2. Dès l'obtention de l'autorisation par le bailleur en vue de l'homologation des vitrines et portes (entrée de l'ancienne discothèque et entrée de la nouvelle arcade), le délai de neuf mois de gratuité de loyer, hors charges, prévu au deuxième paragraphe des clauses particulières du contrat de bail du 11 novembre 2019 commencera à courir.

3. Le bailleur ne s'oppose pas à l'ajout de la société D______ SA à titre de colocataire du contrat de bail du 11 novembre 2019 sous réserve des vérifications usuelles concernant la solvabilité de cette société.

4. Les parties n'ont plus aucune prétention à faire valoir les unes envers les autres concernant les deux baux susmentionnés moyennant bonne exécution du présent accord et sous réserve des décomptes de charges.

5. Le présente procès-verbal vaut décision entrée en force au sens de l'article 241 CPC, le Tribunal condamnant les parties à respecter et à exécuter toutes les clauses du présent accord.

6. La cause est rayée du rôle. »

e. Le 22 novembre 2022, B______, C______ et D______ SA (ci-après : les demandeurs ou les intimés) ont déposé une requête de conciliation à l'encontre de A______ (ci-après : le bailleur ou l'appelant), concluant à ce que ce dernier soit condamné à leur rembourser la somme de 38'603 fr. Le 20 mars 2023, suite à l'échec de la tentative de conciliation, ils ont introduit leur demande en paiement - à savoir un courrier renvoyant à leur requête de conciliation (annexée audit courrier) - devant le Tribunal.

Ils ont allégué avoir continué à payer le loyer des bureaux situés au 1er étage, pour la période du 1er septembre 2019 au 31 mars 2022, ce qui correspondait à un montant total de 31'350 fr. (950 fr. x 33 mois) (allégué 5). Suite à la transaction du 15 décembre 2021, ils avaient également payé deux montants de 4'500 fr. «s'agissant des locaux en sous-sol», soit 9'000 fr. en tout (allégué 6). En outre, ils avaient contesté les décomptes de frais accessoires pour les exercices 2017 à 2021 (allégué 7). A ce sujet, ils renvoyaient au courrier « extrêmement détaillé » qu'ils avaient adressé au conseil du bailleur le 24 mai 2022 (allégué 8).

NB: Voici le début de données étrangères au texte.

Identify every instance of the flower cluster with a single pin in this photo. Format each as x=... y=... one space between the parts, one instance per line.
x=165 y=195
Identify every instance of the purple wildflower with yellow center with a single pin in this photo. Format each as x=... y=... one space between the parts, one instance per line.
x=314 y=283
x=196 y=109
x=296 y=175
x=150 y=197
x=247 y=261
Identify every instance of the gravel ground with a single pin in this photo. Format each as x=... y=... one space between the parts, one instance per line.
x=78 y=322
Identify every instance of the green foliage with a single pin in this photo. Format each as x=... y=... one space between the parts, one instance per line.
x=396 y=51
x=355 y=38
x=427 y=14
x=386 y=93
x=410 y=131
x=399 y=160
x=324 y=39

Eu égard aux termes de la transaction du 15 décembre 2021, ils avaient donc versé en trop, depuis le 1er septembre 2019, un montant global de 40'659 fr. (recte : 40'350 fr. [31'350 fr. + 9'000 fr.]). En tenant compte des montants déjà remboursés par le bailleur, celui-ci devait encore leur rembourser la somme de 38'603 fr. (allégué 9).

En annexe à la demande, ils ont produit pêle-mêle des dizaines de documents non assemblés, sans numérotation intelligible ni bordereau, comprenant notamment des tableaux, des décomptes de la régie listant divers paiements effectués par C______ et la société H______ SARL, ainsi que de nombreuses factures et décomptes de frais accessoires. Hormis la transaction du 15 décembre 2021 (« pièce 1 » mentionnée à l'allégué 1) et le courrier du 24 mai 2022 adressé au conseil du bailleur (« pièce 2 » mentionnée à l'allégué 8), la demande ne fait aucune référence aux documents susmentionnés.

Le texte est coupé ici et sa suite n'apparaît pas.